Total factory orders increased for a third straight month, edging up 0.3 percent, the Commerce Department reported Thursday. Demand for core capital goods, the category that serves as a proxy for business investment spending, jumped 2.5 percent, the largest increase since a 5.4 percent rise in March.
The surge in demand for capital goods reflected significant increases in demand for heavy machinery and computers. These gains were seen as a positive sign for the weak economy that businesses are sticking with their plans to expand and modernize their operations.
The report on factory orders covers durable goods, items expected to last at least three years, and nondurable goods, products such as paper, chemicals and clothing.
Orders for durable goods fell 0.6 percent, reflecting weakness in commercial aircraft and autos.
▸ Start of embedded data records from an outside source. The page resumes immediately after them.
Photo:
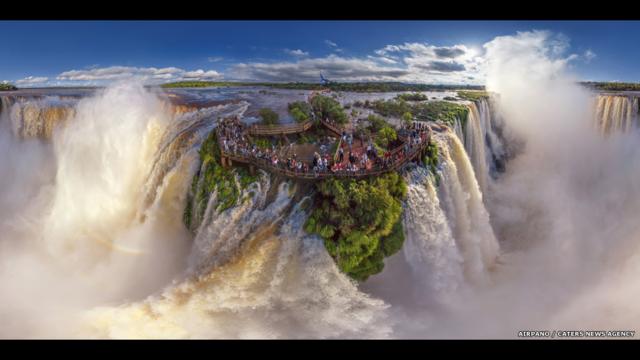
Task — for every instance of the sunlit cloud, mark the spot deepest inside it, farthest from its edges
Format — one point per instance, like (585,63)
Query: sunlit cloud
(296,52)
(149,75)
(32,80)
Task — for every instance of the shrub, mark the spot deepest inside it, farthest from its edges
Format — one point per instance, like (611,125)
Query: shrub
(269,117)
(359,221)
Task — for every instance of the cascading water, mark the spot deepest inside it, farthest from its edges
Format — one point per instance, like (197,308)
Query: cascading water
(482,143)
(36,117)
(71,227)
(283,284)
(616,113)
(449,235)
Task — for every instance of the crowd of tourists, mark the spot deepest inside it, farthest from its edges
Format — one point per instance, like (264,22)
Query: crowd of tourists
(235,141)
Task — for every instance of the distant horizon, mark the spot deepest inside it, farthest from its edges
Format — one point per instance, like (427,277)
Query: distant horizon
(95,53)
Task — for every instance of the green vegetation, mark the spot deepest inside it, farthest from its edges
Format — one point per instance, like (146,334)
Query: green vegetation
(612,86)
(376,123)
(269,117)
(359,221)
(187,84)
(445,111)
(300,111)
(327,107)
(352,87)
(385,136)
(407,119)
(390,107)
(213,177)
(473,95)
(412,97)
(7,87)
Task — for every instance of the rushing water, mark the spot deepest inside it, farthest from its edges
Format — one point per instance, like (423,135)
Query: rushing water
(616,113)
(94,190)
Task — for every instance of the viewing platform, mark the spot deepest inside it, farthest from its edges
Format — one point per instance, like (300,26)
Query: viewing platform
(394,159)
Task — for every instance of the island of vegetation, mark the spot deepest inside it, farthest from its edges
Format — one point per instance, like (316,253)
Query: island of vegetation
(445,111)
(359,220)
(612,86)
(351,86)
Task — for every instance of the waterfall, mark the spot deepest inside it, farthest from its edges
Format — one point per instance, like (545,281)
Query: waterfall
(616,113)
(430,247)
(72,206)
(284,285)
(36,117)
(482,143)
(462,247)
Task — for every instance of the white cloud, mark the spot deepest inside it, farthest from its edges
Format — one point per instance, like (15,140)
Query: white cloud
(202,75)
(589,55)
(32,80)
(383,59)
(330,43)
(409,62)
(150,75)
(296,52)
(333,67)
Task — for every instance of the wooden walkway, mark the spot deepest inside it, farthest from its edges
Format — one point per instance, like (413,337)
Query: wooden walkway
(267,165)
(281,169)
(271,130)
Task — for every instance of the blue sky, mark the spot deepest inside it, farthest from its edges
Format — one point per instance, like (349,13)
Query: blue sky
(96,52)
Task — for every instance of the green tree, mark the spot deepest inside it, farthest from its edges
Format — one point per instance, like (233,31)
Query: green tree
(269,117)
(407,118)
(300,111)
(327,107)
(359,221)
(376,123)
(385,136)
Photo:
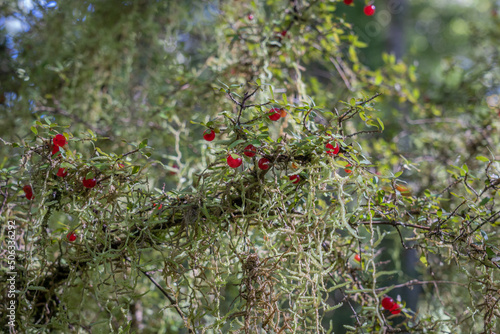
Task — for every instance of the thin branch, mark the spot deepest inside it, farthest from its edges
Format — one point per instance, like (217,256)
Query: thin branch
(396,224)
(417,282)
(165,293)
(360,132)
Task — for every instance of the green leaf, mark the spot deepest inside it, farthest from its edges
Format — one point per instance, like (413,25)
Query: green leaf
(143,144)
(381,123)
(236,143)
(490,252)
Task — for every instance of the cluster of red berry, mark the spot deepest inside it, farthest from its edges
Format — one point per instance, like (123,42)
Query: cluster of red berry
(334,150)
(369,10)
(389,304)
(59,140)
(234,160)
(28,190)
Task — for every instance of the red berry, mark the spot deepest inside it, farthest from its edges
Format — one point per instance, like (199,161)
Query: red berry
(333,150)
(209,135)
(369,10)
(388,303)
(55,149)
(59,140)
(274,114)
(396,309)
(89,183)
(294,178)
(264,164)
(71,236)
(27,189)
(234,163)
(62,172)
(250,151)
(174,166)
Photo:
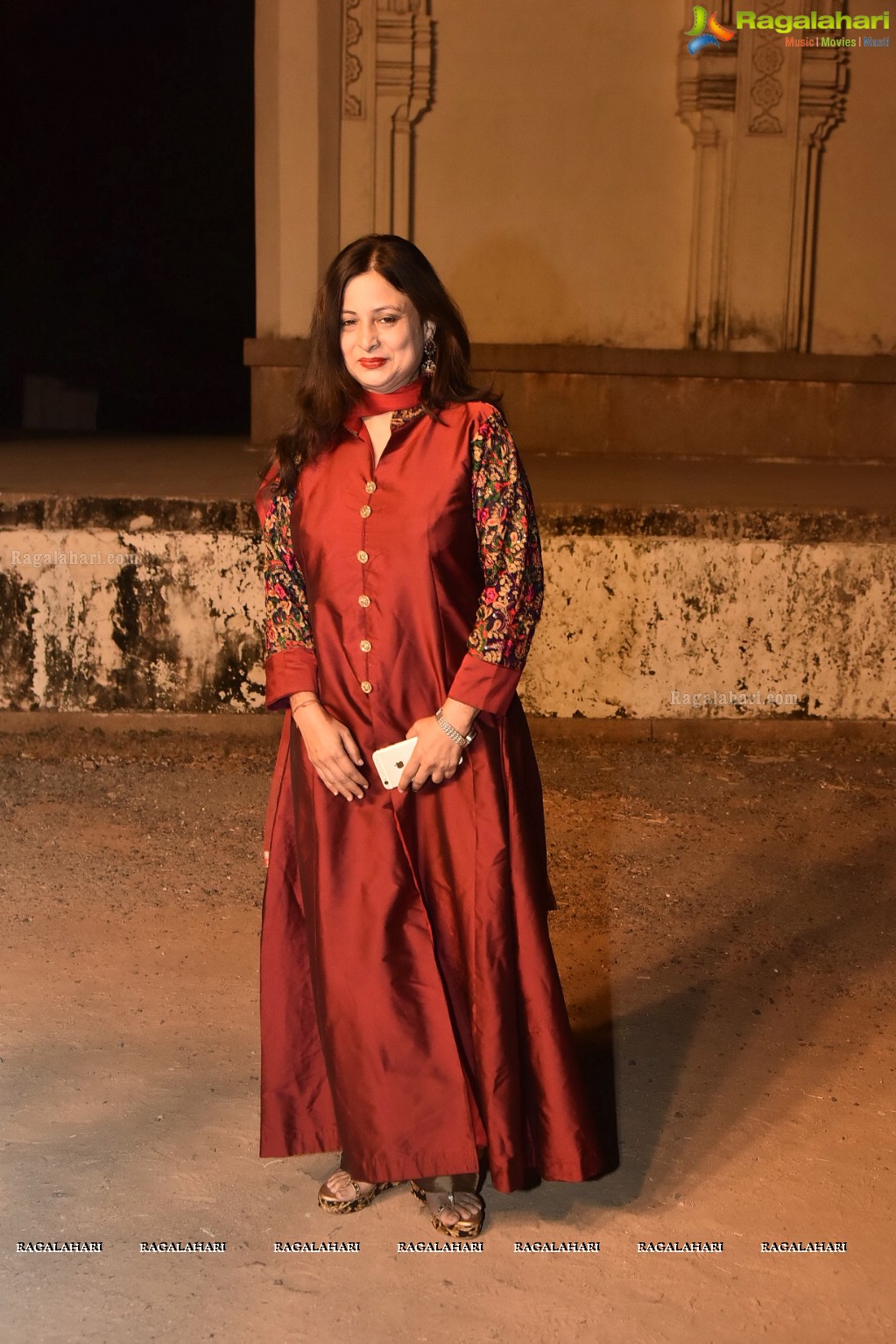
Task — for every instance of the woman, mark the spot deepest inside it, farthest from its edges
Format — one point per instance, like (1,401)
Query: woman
(412,1008)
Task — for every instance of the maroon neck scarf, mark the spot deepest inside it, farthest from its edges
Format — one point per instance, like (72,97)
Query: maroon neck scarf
(375,403)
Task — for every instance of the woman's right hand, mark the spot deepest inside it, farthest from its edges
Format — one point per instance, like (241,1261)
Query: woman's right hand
(331,749)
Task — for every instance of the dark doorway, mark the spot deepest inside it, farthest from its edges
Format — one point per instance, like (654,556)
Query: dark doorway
(126,238)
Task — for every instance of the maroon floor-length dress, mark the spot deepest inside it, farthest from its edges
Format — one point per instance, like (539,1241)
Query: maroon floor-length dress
(410,1003)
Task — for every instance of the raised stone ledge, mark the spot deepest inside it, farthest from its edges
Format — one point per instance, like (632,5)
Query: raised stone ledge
(238,518)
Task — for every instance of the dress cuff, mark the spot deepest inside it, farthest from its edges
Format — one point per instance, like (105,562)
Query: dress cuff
(485,686)
(286,672)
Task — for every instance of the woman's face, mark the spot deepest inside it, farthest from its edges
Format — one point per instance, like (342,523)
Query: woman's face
(382,335)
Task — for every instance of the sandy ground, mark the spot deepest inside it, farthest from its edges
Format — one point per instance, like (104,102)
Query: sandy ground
(724,934)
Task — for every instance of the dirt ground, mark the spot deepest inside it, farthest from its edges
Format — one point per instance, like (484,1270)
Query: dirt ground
(724,936)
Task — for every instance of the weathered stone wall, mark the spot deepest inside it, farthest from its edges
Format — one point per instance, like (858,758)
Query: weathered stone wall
(681,613)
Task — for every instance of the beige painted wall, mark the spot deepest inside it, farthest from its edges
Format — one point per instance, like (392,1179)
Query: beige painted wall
(554,178)
(856,277)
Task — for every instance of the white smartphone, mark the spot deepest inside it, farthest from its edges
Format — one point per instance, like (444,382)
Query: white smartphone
(390,761)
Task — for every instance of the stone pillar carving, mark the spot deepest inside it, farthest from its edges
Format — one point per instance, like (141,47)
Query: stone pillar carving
(759,113)
(387,85)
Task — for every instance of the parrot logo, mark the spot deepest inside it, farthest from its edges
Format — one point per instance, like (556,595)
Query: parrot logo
(700,38)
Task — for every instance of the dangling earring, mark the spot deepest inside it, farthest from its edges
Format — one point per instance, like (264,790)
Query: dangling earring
(427,367)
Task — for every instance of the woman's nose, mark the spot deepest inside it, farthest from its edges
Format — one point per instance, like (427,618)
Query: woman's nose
(369,336)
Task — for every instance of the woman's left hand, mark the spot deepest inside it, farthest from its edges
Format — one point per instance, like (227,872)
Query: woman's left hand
(435,755)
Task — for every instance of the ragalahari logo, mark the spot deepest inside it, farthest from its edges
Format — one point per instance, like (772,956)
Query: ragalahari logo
(700,38)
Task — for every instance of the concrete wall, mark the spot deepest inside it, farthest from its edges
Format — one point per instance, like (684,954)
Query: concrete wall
(554,179)
(642,613)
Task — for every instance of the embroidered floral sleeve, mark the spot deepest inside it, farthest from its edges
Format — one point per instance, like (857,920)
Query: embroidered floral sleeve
(291,663)
(510,548)
(286,619)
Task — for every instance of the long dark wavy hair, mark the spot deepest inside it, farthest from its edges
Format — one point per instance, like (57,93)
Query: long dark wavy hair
(328,392)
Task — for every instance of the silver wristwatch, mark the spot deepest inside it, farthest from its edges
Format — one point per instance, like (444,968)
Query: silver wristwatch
(452,732)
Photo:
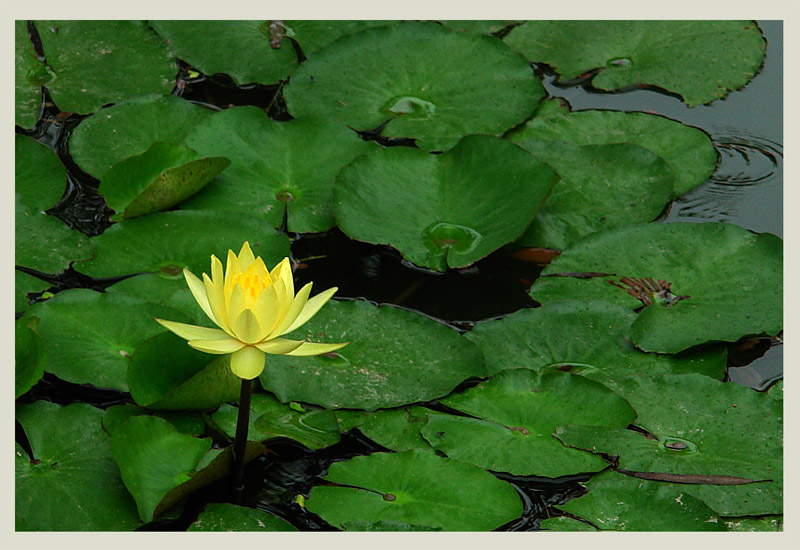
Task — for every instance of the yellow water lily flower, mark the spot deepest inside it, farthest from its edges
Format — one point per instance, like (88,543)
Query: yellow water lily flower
(253,308)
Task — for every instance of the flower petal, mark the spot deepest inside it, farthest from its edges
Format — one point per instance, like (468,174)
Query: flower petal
(311,308)
(313,348)
(248,362)
(218,347)
(279,346)
(193,332)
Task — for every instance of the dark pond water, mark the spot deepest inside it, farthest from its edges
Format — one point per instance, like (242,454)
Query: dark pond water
(747,189)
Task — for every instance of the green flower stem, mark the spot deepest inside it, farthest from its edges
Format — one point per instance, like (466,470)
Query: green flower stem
(240,442)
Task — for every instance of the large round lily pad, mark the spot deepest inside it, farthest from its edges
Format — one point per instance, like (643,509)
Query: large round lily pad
(620,503)
(582,337)
(515,415)
(99,62)
(417,488)
(240,49)
(701,427)
(689,151)
(442,210)
(71,483)
(718,282)
(426,81)
(394,357)
(601,186)
(90,336)
(129,128)
(272,168)
(699,60)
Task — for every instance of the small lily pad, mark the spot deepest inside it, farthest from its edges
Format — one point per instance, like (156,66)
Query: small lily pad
(426,81)
(394,357)
(129,128)
(164,373)
(160,177)
(620,503)
(688,151)
(90,335)
(240,49)
(417,488)
(442,210)
(701,427)
(710,282)
(581,337)
(516,413)
(699,60)
(99,62)
(71,483)
(273,168)
(221,516)
(315,428)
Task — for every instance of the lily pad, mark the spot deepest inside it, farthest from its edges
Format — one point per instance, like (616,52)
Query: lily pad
(601,186)
(719,282)
(99,62)
(701,427)
(39,176)
(442,210)
(164,373)
(276,166)
(160,177)
(129,128)
(516,413)
(90,335)
(240,49)
(221,516)
(394,357)
(699,60)
(620,503)
(417,488)
(426,81)
(71,483)
(166,242)
(688,151)
(582,337)
(30,355)
(313,427)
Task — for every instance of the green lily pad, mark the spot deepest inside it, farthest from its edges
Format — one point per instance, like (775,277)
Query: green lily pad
(221,516)
(39,176)
(99,62)
(44,243)
(426,81)
(240,49)
(315,428)
(699,60)
(516,413)
(417,488)
(601,186)
(165,373)
(620,503)
(160,177)
(582,337)
(90,335)
(701,427)
(166,242)
(29,76)
(71,483)
(442,210)
(276,166)
(30,355)
(129,128)
(725,281)
(394,357)
(688,151)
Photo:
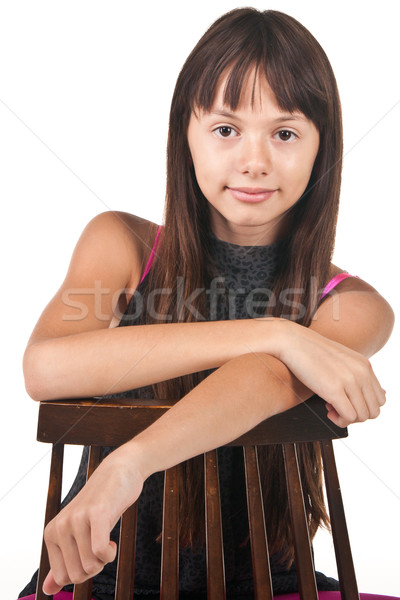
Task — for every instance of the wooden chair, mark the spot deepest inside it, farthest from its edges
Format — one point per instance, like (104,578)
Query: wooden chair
(98,423)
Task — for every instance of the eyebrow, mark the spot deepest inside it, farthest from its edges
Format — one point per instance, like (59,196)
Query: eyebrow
(283,117)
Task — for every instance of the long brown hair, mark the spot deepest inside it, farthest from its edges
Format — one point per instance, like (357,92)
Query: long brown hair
(301,78)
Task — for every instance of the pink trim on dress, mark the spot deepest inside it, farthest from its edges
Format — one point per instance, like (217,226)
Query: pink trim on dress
(334,282)
(152,254)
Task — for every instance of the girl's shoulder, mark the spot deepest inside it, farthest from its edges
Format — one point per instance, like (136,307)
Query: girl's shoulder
(353,283)
(128,236)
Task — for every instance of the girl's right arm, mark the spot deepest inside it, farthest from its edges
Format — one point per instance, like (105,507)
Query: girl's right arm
(73,352)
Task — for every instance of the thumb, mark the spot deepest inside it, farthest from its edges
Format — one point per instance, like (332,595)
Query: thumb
(50,586)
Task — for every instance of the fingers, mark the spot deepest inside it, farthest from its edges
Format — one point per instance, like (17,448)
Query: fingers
(357,402)
(76,551)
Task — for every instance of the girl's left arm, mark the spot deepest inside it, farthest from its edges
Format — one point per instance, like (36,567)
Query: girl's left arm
(328,358)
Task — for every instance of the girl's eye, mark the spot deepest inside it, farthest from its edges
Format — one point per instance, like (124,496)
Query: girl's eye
(286,136)
(225,131)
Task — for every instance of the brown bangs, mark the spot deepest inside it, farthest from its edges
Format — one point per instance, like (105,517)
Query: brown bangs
(265,43)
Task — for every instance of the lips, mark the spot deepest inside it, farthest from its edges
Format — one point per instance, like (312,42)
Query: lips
(246,194)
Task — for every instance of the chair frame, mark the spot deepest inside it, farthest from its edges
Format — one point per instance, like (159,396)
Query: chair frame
(81,421)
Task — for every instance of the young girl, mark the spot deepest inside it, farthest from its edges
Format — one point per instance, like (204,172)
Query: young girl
(233,307)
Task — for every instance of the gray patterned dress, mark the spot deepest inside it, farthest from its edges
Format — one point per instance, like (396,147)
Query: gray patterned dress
(243,277)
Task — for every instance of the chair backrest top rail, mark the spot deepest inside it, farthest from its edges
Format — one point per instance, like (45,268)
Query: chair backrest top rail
(104,423)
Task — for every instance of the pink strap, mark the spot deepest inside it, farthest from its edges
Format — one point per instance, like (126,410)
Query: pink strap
(152,254)
(334,282)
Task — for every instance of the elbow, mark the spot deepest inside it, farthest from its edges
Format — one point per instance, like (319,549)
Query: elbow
(34,372)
Orders for nondurable goods such as gasoline, chemicals, food and paper, were up 1 percent in September after no gain in August.
The strength in core capital goods helped lift the economy in the third quarter. Overall economic growth posted a rebound to 2.5 percent at an annual rate in the July-September period, much faster than the 0.9 percent rate of increase from January through March.
Part of that rebound reflected a boom in business investment in equipment and software, which grew at a sizzling annual rate of 17.4 percent in the third quarter. Economists said these gains are being supported by a tax break that lets businesses write off investments this year on an accelerated basis as long as the purchases were made before Dec. 31.
The overall 2.5 percent growth has helped ease fears that the economy could be slipping back into a recession. Still, it would need to be nearly double that rate to make a significant dent in the unemployment rate, which remained stuck at 9.1 percent in September for a third straight month.
Manufacturing has helped to drive growth since the recession ended. But factory production slowed in the spring -- particularly at U.S. auto plants -- after the Japan earthquake and tsunami disrupted supply chains.
The Institute for Supply Management reported this week that its manufacturing index dipped slightly to 50.8 in October from a reading of 51.6 in September. Any reading above 50 indicates expansion.
While orders for motor vehicles and parts fell 2.1 percent in September after an even bigger 5.4 percent August drop, the expectation is for gains in this category in coming months, reflecting stronger consumer demand.
Automakers reported stronger sales in October, a hopeful sign that this key segment of the economy will be supported by higher demand in coming months. Sales are now back at the same pace they were before the March earthquake in Japan disrupted supplies and left many U.S. dealers with a shortage of popular Japanese models.